Ossa di due persone in Nunziatura, lo scheletro è di donna

ULTIMO AGGIORNAMENTO 20:47

Apparterrebbe a una donna lo scheletro quasi intatto rinvenuto nel palazzo della Nunziatura apostolica di Via Po. Un'ipotesi avanzata dopo l'analisi del bacino, a quanto pare riconducibile a una forma femminile. In mattinata, era stata diramata l'informazione che le ossa ritrovate sotto un pavimento della sede della Nunziatura apostolica a Roma, non sarebbero di una persona sola. Fin da subito, i resti erano stati ipoteticamente messi in relazione alla sparizione di Emanuela Orlandi e Mirella Gregori, entrambe adolescenti quando, nel 1983, scomparvero nel nulla avviando due fra i più controversi casi di cronaca nera della storia italiana. Ora, con il ritrovamento dei resti all'interno dell'edificio vaticano e le analisi in corso per capire a chi appartengano (gli accertamenti sono effettuati soprattutto su cranio e denti, per stabilire età e sesso del corpo), torna a far sentire la propria voce anche la famiglia Orlandi che, per bocca del legale Laura Sgrò, ha fatto sapere di voler chiedere “alla Procura di Roma e alla Santa Sede in che modalità sono state trovate le ossa e come mai il loro ritrovamento è stato messo in relazione con la scomparsa di Emanuela Orlandi o Mirella Gregori. Il bollettino emesso ieri sera dalla Santa Sede fornisce poche informazioni”.

Il ritrovamento

Intanto, iniziano a circolare le prime informazioni circa ritrovamento, il quale sarebbe stato effettuato da alcuni operai durante dei lavori di ristrutturazione. Secondo alcune fonti, i tecnici (che verranno ascoltati dai pm per accertare la dinamica del rinvenimento) si sarebbero trovati di fronte a uno scheletro quasi intero con, a breve distanza, altri frammenti ossei. Da qui l'ipotesi, circolata quasi immediatamente, che le due sezioni di resti possano appartenere a due persone diverse. Gli esami attualmente in corso serviranno a determinare lo stato delle ossa, così da capire se, eventualmente, possa essere possibile estrarre tracce di materiale organico e tentare poi di ottenere un frammento di Dna, operazioni che, a ogni modo, non verranno completate prima di alcuni giorni. Nel frattempo, si cercherà di capire come mai resti ossei si trovassero sotto il pavimento della Nunziatura anche se pare non sia la prima volta che un simile ritrovamento avvenga in edifici vaticani.

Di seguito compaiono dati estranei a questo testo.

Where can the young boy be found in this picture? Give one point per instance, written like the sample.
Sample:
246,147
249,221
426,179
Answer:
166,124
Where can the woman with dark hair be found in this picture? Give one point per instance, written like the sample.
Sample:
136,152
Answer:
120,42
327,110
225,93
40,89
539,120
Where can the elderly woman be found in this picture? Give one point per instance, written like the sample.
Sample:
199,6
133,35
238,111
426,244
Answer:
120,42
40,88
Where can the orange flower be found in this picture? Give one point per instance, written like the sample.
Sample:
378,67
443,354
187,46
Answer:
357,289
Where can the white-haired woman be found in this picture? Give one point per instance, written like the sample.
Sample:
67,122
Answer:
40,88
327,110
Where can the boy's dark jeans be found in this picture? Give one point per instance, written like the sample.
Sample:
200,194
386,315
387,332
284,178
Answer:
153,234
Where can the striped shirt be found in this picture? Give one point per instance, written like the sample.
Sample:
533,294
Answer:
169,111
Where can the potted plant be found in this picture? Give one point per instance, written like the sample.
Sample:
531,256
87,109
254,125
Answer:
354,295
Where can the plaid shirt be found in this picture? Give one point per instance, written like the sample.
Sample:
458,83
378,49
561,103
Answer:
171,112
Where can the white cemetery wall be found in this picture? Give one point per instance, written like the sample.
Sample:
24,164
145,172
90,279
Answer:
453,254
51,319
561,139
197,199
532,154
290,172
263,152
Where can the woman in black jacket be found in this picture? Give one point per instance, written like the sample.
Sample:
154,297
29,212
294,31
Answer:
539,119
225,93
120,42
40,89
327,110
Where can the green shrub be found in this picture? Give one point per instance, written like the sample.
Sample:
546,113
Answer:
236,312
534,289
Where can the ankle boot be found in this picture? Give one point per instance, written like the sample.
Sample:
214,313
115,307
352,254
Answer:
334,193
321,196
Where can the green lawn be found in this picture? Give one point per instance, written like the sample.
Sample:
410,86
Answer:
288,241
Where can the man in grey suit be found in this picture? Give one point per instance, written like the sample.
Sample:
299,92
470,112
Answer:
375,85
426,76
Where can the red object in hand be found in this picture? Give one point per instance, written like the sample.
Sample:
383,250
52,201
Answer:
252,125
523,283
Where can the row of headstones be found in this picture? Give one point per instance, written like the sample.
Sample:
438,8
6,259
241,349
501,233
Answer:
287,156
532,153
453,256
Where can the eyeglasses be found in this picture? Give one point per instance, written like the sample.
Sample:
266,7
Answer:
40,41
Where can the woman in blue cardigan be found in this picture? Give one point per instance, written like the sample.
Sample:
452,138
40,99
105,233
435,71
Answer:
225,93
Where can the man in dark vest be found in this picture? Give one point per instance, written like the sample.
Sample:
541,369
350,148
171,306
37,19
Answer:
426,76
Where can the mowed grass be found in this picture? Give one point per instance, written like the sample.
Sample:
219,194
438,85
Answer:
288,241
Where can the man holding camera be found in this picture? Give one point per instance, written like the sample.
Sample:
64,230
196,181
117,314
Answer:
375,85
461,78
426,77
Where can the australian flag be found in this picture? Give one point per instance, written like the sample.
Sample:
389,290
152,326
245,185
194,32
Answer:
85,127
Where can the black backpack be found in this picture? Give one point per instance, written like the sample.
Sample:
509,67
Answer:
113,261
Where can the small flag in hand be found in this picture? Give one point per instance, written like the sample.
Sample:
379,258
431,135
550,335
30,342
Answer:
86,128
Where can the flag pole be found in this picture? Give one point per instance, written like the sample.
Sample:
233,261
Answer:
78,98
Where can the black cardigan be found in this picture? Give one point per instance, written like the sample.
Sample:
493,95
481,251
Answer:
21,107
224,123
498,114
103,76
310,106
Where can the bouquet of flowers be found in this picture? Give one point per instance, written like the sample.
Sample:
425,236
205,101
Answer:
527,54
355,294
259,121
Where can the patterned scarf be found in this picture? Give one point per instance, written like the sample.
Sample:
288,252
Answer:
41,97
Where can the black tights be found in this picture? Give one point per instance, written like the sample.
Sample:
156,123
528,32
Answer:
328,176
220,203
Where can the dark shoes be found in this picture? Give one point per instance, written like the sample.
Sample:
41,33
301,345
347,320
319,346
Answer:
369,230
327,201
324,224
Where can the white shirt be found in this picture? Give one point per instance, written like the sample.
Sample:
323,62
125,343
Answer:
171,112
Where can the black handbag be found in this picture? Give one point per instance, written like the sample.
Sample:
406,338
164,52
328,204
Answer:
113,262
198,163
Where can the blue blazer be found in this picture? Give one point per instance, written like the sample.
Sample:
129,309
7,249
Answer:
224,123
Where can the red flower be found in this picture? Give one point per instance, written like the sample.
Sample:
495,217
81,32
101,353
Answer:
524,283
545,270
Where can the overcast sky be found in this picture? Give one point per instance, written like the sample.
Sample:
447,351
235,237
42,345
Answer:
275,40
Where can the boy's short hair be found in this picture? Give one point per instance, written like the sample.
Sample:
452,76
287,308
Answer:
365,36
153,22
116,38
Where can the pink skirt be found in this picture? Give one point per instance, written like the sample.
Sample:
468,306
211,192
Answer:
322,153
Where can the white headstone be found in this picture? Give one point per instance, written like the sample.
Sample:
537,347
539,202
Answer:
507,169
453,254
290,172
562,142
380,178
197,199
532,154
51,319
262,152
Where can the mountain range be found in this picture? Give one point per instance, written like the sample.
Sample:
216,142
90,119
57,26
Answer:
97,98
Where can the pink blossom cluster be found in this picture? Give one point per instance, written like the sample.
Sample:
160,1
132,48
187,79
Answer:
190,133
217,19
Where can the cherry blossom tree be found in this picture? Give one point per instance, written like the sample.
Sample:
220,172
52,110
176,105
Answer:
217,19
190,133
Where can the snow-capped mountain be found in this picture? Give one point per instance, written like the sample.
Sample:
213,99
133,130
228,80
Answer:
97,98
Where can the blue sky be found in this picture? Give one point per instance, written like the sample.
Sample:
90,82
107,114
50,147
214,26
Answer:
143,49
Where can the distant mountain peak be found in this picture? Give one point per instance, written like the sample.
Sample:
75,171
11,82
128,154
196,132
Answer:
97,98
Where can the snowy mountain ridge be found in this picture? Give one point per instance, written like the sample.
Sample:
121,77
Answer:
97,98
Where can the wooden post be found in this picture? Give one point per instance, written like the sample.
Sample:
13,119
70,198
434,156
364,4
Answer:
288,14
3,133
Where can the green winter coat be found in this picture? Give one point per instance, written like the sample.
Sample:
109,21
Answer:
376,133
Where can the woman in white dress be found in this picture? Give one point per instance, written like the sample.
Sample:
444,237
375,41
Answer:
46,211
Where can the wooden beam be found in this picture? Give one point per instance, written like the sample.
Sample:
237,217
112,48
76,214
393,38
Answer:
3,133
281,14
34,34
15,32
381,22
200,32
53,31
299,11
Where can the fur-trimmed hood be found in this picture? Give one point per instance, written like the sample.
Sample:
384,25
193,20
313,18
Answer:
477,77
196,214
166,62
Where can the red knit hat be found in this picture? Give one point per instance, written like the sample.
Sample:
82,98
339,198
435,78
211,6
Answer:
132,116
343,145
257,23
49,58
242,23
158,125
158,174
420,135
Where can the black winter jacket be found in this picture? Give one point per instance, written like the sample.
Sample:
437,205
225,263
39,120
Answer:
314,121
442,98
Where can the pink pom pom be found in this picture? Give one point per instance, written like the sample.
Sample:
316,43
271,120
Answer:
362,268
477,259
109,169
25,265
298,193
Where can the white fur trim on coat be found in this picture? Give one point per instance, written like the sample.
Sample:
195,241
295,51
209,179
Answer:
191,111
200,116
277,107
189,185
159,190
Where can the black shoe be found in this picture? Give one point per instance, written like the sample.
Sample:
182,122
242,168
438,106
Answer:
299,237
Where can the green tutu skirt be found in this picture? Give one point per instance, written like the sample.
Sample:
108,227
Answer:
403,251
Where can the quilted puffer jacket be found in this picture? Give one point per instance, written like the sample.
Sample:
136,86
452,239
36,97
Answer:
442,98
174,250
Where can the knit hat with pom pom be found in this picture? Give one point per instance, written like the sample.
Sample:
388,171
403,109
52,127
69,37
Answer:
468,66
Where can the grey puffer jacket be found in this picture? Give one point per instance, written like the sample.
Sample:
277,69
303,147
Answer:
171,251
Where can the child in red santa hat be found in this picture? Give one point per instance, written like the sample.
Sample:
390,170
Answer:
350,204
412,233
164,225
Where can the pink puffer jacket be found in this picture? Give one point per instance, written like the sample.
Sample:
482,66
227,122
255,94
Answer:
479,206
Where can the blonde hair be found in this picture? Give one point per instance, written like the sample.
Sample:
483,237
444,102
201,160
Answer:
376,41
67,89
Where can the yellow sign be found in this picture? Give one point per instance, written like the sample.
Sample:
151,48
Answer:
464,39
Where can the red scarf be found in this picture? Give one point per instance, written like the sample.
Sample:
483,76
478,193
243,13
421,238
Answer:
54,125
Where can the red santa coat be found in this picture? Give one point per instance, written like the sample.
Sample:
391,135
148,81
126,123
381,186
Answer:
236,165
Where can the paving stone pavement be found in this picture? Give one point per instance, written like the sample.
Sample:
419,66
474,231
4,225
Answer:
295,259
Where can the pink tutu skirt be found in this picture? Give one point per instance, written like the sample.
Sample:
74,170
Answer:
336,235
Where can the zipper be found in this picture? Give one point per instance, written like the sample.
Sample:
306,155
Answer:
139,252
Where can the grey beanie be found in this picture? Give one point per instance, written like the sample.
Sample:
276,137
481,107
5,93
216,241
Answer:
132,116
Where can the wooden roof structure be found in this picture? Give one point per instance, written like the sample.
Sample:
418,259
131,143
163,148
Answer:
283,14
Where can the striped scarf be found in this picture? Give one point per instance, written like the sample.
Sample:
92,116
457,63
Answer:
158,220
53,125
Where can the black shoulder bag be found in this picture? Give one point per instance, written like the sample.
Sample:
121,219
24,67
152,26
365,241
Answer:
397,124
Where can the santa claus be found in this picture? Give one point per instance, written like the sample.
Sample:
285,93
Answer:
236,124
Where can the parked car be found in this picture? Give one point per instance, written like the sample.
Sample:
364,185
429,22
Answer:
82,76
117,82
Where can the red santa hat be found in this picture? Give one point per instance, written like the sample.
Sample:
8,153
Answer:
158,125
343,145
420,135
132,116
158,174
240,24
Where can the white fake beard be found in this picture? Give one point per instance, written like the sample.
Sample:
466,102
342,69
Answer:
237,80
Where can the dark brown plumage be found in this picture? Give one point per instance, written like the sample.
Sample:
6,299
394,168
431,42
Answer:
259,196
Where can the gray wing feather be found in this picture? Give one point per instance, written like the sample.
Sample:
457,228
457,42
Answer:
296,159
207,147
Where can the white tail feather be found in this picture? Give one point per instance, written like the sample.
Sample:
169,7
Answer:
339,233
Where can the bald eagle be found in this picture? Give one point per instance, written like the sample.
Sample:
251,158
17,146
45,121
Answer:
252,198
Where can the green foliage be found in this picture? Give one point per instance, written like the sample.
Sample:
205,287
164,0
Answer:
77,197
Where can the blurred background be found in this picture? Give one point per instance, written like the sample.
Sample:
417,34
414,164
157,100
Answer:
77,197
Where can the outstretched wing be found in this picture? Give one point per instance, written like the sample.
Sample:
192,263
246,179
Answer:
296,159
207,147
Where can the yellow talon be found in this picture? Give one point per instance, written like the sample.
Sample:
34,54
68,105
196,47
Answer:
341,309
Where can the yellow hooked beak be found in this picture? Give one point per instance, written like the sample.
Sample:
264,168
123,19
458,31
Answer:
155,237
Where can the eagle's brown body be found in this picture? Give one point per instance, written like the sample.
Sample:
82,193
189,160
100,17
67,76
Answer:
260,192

Attesa per la comparazione

Al momento, perciò, non vi sono ulteriore elementi che possano in qualche modo mettere in relazione il ritrovamento con Emanuela Orlandi o Mirella Gregori e, per maggiori chiarimenti, sarà necessario attendere l'esito degli esami antropometrici, per i quali il Vaticano ha richiesto la collaborazione della magistratura di Roma, in possesso a sua volta del Dna di entrambe le ragazze e, a seconda dell'esito delle operazioni, in grado di effettuare la comparazione di eventuali filamenti. In caso non fosse possibile estrarre Dna dalle ossa, gli esami verrebbero effettuati direttamente su di esse e richiederebbero molto più tempo. Intanto, però, il ritrovamento ha contribuito a riaprire il dibattito (comunque mai sopito) sulla scomparsa delle due ragazze e riacceso le speranze delle famiglie che, dopo 35 anni, si possa finalmente giungere alla verità sulla loro sorte.